When John Kerry announced Mansour’s killing to the world, he didn’t really have much to distract from the illegality of the attack aside from saying that it would contribute to Afghan peace. But with the drone-blowback-is-myth line at their disposal, US officials can now say that drone strikes are supported by locals in FATA. Who knows, the government might even make it standard protocol to drop survey questionnaires over every village they’ve bombed. Because, apparently, the question of taking human life should be put to a vote.

The thing is that Shah’s survey doesn’t even put the question to a genuine vote, even though its quantifiable conclusions give that impression. In reality, the survey dishonestly presumes to know what the general population in North Waziristan thinks about drones from a sample of only 147 non-randomly selected individuals, including maliks, businessmen, lawyers, journalists and political leaders, among others.

But intellectual rigor has never been prized by drone advocates. Before Shah, they latched on to the findings of Farhat Taj’s survey, later exposed to be fake, which also concluded that local sentiment in FATA was in favor of drones. The survey was published by a letterhead organization, the Aryana Institute, which vanished from the internet after publicizing the results for a year, just long enough for them to be picked up by Reuters and the New York Times.

Arguments against drone blowback also ignore evidence to the contrary. Like former commander of JSOC, the US military unit that oversees drone bombardment, Michael Flynn’s admission that drone strikes caused more harm than good. Or documents leaked to The Intercept showing that 90 percent of those killed in 5 months of U.S. drone strikes on the Af-Pak border were not unintended casualties. Or data compiled by numerous human rights organizations showing that a disproportionate amount of civilians are killed in “precision” drone strikes.

The argument against drone blowback is really about emphasizing certain positions and downplaying others.

This is why you’ll hear drone advocates quoting studies that say most people found around the target of a drone strike are terrorist sympathizers, an apparent justification of US’ military-aged-males-are-enemy-combatants doctrine.

It’s also why in recent tweets defending the strikes, Christine Fair, an ardent supporter of the US drone bombing campaign in the region, emphasized the potential precision of drone strikes and refrained from speaking about their actual precision. After all, there’s really no need to get bogged down in numbers that aren’t on your side when you can just shout down the people quoting them or accuse them of political advocacy and bias?
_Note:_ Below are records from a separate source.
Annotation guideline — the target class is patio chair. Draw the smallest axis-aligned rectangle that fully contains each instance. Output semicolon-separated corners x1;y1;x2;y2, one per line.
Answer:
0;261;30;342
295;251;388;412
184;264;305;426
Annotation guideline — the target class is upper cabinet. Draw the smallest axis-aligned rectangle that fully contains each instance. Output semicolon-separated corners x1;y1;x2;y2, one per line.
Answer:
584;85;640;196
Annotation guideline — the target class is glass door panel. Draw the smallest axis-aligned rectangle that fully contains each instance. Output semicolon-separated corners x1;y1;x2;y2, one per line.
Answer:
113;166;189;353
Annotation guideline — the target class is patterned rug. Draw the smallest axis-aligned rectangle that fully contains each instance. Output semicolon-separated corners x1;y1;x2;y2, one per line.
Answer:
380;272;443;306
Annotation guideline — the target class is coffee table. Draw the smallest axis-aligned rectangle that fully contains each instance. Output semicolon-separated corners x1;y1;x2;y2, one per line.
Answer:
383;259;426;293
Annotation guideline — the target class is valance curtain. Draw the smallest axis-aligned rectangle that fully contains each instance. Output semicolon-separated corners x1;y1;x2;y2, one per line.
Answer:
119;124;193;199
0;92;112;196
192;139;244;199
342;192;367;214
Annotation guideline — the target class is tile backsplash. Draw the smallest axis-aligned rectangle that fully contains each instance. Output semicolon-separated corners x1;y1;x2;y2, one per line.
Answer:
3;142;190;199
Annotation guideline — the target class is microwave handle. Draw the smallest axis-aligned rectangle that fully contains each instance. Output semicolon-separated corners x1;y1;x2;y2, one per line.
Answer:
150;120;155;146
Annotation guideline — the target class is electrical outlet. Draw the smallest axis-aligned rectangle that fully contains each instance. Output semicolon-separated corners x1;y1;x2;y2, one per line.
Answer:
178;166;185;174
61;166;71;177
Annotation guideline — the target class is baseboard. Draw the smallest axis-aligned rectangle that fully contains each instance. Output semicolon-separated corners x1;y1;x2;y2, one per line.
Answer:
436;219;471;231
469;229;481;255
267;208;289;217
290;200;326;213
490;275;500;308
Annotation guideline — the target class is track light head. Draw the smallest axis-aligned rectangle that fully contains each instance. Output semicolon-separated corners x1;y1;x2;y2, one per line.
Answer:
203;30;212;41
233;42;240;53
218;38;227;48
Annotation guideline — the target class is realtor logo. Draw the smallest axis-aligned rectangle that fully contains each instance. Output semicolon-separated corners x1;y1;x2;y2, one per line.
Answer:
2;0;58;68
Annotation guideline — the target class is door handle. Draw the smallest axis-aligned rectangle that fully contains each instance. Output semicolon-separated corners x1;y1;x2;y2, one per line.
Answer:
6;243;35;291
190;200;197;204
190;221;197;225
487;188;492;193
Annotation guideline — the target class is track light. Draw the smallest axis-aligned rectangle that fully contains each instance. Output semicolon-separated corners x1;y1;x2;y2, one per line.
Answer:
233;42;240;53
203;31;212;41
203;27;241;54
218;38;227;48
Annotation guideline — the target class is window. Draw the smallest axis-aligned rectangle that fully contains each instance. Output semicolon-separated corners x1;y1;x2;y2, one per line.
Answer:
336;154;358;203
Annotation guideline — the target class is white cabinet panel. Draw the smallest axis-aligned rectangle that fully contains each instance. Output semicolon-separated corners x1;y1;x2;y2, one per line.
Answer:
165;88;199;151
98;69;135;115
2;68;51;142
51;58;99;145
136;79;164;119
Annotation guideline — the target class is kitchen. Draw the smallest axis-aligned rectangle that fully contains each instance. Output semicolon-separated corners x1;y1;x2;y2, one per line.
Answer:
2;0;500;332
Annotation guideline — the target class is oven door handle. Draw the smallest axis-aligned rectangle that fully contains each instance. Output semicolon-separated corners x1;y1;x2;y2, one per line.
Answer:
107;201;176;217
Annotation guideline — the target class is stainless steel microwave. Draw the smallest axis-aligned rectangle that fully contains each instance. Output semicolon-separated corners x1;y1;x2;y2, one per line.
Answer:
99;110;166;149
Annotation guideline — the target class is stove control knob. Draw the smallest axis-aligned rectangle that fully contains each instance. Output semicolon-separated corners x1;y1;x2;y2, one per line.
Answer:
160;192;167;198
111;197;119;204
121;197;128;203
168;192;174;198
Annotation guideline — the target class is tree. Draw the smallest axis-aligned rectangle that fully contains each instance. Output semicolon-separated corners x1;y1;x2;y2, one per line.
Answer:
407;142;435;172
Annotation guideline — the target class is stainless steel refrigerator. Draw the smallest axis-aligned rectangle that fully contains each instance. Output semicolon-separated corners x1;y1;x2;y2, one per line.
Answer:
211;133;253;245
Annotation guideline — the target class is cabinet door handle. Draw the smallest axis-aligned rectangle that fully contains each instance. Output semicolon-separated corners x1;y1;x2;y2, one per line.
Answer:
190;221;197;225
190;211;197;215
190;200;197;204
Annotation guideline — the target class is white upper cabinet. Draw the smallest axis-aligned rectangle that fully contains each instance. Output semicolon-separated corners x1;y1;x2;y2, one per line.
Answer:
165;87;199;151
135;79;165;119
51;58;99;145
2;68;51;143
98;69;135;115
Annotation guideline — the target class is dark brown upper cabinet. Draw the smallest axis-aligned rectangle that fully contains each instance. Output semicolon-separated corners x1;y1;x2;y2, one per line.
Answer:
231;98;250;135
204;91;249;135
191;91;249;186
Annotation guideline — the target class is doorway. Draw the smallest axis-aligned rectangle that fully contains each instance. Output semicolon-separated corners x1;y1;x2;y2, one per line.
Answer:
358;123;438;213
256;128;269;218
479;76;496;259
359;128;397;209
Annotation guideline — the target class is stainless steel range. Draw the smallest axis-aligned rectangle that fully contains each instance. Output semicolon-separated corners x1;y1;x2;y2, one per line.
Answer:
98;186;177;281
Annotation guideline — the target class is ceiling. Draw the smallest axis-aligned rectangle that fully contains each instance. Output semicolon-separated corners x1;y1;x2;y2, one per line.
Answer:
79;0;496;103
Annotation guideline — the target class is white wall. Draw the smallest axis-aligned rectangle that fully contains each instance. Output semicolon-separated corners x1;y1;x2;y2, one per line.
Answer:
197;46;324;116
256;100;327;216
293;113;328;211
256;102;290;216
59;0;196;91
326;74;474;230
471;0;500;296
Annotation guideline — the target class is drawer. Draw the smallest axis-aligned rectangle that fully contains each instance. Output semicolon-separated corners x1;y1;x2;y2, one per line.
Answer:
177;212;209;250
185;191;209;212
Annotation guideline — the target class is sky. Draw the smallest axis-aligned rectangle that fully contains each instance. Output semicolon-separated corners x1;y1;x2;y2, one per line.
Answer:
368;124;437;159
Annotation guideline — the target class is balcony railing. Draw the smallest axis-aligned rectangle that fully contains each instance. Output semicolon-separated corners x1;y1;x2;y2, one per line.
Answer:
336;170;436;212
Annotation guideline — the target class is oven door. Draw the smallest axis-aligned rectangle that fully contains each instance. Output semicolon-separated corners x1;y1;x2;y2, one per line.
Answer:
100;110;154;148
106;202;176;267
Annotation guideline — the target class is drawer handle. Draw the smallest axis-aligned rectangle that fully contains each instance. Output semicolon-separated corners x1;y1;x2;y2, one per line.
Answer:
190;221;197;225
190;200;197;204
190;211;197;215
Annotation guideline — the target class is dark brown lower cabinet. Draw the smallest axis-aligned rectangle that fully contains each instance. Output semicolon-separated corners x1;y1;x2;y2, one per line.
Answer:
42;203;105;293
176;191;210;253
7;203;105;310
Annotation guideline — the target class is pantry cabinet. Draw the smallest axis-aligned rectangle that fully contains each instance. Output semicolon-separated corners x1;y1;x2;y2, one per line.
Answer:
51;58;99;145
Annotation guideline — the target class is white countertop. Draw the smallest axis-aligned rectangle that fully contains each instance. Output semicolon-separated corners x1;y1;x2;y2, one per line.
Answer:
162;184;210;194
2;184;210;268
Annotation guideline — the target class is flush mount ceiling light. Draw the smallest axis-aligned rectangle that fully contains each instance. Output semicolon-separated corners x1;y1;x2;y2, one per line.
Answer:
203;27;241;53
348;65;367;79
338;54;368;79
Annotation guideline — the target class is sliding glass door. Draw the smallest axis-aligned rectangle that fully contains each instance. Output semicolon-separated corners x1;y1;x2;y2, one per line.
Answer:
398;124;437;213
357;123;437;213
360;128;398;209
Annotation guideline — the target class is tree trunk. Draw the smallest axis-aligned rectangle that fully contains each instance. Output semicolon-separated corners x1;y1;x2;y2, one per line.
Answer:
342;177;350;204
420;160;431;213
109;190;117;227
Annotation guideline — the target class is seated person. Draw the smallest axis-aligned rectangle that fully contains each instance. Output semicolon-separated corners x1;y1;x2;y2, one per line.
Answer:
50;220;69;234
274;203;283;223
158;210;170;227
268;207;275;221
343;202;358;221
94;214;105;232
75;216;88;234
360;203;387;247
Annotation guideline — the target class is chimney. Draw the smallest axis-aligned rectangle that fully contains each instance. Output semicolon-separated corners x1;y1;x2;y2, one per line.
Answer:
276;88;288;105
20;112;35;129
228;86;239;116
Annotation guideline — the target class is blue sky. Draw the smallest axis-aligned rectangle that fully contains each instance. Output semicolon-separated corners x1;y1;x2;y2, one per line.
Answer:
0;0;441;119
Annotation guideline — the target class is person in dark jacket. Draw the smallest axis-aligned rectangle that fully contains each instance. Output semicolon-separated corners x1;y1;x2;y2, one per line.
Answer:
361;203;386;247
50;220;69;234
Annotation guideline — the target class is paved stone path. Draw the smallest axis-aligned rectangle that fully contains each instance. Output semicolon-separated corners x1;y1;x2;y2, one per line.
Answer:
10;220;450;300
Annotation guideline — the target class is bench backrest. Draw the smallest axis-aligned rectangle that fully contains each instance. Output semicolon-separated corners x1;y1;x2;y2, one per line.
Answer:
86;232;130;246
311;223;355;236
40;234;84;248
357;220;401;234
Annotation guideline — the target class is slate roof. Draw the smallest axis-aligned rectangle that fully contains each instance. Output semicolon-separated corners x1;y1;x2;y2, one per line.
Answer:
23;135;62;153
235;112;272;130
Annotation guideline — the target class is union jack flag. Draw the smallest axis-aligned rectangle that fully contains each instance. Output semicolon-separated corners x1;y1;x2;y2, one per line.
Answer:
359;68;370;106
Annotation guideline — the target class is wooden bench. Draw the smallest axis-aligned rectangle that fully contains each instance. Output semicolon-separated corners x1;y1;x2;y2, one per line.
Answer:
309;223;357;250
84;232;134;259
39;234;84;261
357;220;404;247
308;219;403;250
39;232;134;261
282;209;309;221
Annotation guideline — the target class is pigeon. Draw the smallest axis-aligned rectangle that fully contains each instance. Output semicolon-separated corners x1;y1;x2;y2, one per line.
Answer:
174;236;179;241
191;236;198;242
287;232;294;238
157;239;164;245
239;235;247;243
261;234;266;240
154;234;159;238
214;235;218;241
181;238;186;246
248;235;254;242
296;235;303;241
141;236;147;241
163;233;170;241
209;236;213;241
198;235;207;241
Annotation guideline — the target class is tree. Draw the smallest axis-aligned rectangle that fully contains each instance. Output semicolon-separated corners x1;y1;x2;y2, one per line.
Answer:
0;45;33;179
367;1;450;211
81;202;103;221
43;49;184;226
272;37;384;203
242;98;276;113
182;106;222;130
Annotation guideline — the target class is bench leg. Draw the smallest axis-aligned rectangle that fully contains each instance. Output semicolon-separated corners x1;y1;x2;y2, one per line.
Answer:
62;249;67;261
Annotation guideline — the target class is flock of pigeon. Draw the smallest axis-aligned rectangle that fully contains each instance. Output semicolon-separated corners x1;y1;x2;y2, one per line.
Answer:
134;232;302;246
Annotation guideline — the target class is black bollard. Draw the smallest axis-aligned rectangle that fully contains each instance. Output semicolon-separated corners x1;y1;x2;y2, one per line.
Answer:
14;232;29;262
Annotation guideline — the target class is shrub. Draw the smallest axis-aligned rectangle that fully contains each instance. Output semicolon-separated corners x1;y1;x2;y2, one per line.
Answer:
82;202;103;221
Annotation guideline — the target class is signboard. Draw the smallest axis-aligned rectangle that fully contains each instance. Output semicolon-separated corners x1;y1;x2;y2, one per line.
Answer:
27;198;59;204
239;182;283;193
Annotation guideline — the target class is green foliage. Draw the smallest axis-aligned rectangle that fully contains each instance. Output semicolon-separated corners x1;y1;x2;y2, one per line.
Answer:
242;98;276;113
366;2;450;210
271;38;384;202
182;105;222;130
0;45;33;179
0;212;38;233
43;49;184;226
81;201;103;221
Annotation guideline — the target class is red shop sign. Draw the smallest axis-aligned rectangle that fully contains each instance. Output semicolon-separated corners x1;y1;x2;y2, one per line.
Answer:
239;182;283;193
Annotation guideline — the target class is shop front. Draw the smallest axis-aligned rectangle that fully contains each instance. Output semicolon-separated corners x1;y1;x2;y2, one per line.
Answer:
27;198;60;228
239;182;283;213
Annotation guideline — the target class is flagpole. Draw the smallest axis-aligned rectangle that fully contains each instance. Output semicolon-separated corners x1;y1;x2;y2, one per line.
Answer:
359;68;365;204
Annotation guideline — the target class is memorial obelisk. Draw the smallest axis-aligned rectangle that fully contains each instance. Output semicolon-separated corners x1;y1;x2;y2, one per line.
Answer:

The thing Fair and those like her should realize is that the question of using drones is political. Evidence, for example, of the disproportionate unintended casualties of drone strikes, is not irrelevant to its answer. But neither is the moral and legal question of why only one country is allowed to bomb people in undeclared war zones without due process, condemning even those who happen to be around a target, based on aerial footage and sometimes dodgy human intelligence, and not apologizing for their deaths.

Dawn, being an otherwise responsible newspaper, should not have played into the hands of those beating the drums of drone warfare, especially without acknowledging the serious consequences faced by people living under the threat of drones.

At the very least, the paper should have published the article on drone blowback as an opinion piece because it didn’t belong in the National section with other, more factual reports.